Imagine my surprise when told by a reporter that it was illegal to be a hospital commissioner and hospital employee at the same time. Six years ago (Nov., 2005) I talked to the Atty General’s office and the Auditor’s office and was assured that there was no problem serving as a commissioner and being an employee of the hospital at the same time. “There is no reason that an employee nurse can’t be a commissioner.” So, I threw my hat in the ring.
In that election there were about 7000 votes cast and I lost by about 100. Had I changed the mind of 51 voters I’d have been on the hospital board. Pretty close, but nevertheless still a loss. OK, it’s the American way. As far as I know I was the only hospital employee in the state that was running for a commissioner’s seat.
Well, it must have caused quite a stir in some quarters because just a few weeks later, in Feb., 2006, Dick Goldsmith (http://www.gsblaw.com/professionals/richard_j_goldsmith/), from The Association of Washington Public Hospital Districts (http://www.awphd.org/) went to the legislature to lobby them to make this terribly dangerous practice ILLEGAL!
I’ll let you read the stuff for yourself.
This guy got paid money (that came from public hospital districts?) to snow the legislature with sophomoric arguments that totally ignore the fact that there is already conflict of interest language in Districts’ bylaws.
Let me comment on an excerpt from the info supplied.
“Testimony For: A public hospital district's administrator is responsible for the district's day to day activities. By law, the commissioners appoint and terminate the administrator. It is not in the public interest for an employee to be a commissioner because this could undermine public confidence in the board's objectivity.”
· Where is the evidence of such a claim?
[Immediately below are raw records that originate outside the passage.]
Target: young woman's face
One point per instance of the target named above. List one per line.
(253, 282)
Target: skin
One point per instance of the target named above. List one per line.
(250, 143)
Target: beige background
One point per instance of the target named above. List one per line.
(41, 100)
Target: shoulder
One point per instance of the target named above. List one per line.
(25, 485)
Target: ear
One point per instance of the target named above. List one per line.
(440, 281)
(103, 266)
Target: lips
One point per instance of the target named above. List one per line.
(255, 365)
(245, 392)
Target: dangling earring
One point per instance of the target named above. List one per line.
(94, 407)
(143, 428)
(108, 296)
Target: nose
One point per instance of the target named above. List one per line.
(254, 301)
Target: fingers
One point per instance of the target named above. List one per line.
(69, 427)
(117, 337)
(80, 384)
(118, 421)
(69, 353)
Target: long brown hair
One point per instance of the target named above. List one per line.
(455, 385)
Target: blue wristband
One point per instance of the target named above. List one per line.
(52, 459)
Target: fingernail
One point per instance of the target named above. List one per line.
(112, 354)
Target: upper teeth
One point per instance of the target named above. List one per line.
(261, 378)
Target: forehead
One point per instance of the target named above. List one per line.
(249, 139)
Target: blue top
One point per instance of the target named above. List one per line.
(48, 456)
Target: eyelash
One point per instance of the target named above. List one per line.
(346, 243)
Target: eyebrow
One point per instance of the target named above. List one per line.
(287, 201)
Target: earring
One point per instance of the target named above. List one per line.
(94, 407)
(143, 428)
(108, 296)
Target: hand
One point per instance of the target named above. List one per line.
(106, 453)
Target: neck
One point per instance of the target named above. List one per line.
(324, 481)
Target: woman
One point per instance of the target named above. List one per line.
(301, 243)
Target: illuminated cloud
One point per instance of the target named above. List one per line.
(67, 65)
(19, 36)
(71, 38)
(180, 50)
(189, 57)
It could also be argued that the public could have more confidence in a board that knows first hand what is going on in the hospital.
“Due to a perceived or real conflict of interest, an employee commissioner may need to excuse him or herself from voting, and this could lead to a stalemate on important decisions.”
· Oh Please! The districts’ bylaws all have language that addresses conflict of interest. Following Mr. Goldsmith’s logic, absolutely nobody with the slightest possibility of needing to recuse himself should be on a hospital board at all, but if two people recuse themselves everything will be A-OK because we are now back down to an odd number of voters etc. etc. I could go on and on, but you get my drift.
“Washington law limits an employee from serving as a commissioner of a flood district or sewer district, among others.”
· I can’t speak to the issues attendant to other types of districts, but what does any of that have to do with hospital districts? We could just as easily point out that in the entire history of the state there has not been a problem allowing hospital district employees to serve as commissioners. Other states allow employees to serve as commissioners therefore Washington should too.
“There should not be a problem finding non-employees to run for commissioner positions.”
· Since when is it in the interest of the legislature to concern themselves as to whether or not there are enough non-employees to run? Isn’t the idea of freedom and democracy to allow the VOTERS to decide whom they wish to have represent them?
This whole thing reeks of the abuse of power and position. You will notice that nobody spoke against this proposal. Why not? I’m 99.9% sure this whole thing was catalyzed by my near victory but did anybody contact me for my input? No. Did anybody contact Nursing or MD organizations? Probably – but by means of some obscure legal notice that was sure to be overlooked. This thing is not well thought through at all. As a conscientious employee I resent being unable to keep my job and serve as a commissioner at the same time. As a voter I resent the idea that the electorate needs to be babysat and “protected from making a bad decision” by lobbyists and legislators who are oh so much more intelligent than we are. Year after year polls show Nursing winning out as the “most trusted profession,” caring for the most vulnerable members of our community and yet we nurses along with MD’s and other employees can’t be relied upon to be professional and trustworthy enough to be hospital commissioners?
To our supporters and donors: this has become much bigger than just a local election. We nurses are even more determined now to win the elections for all three vacant seats on the board. On behalf of patients throughout the state we want to send a message to Olympia and to the special interests that it's not a good idea to jeopardize the well being of patients by forbidding the most knowledgeable and competent candidates from running.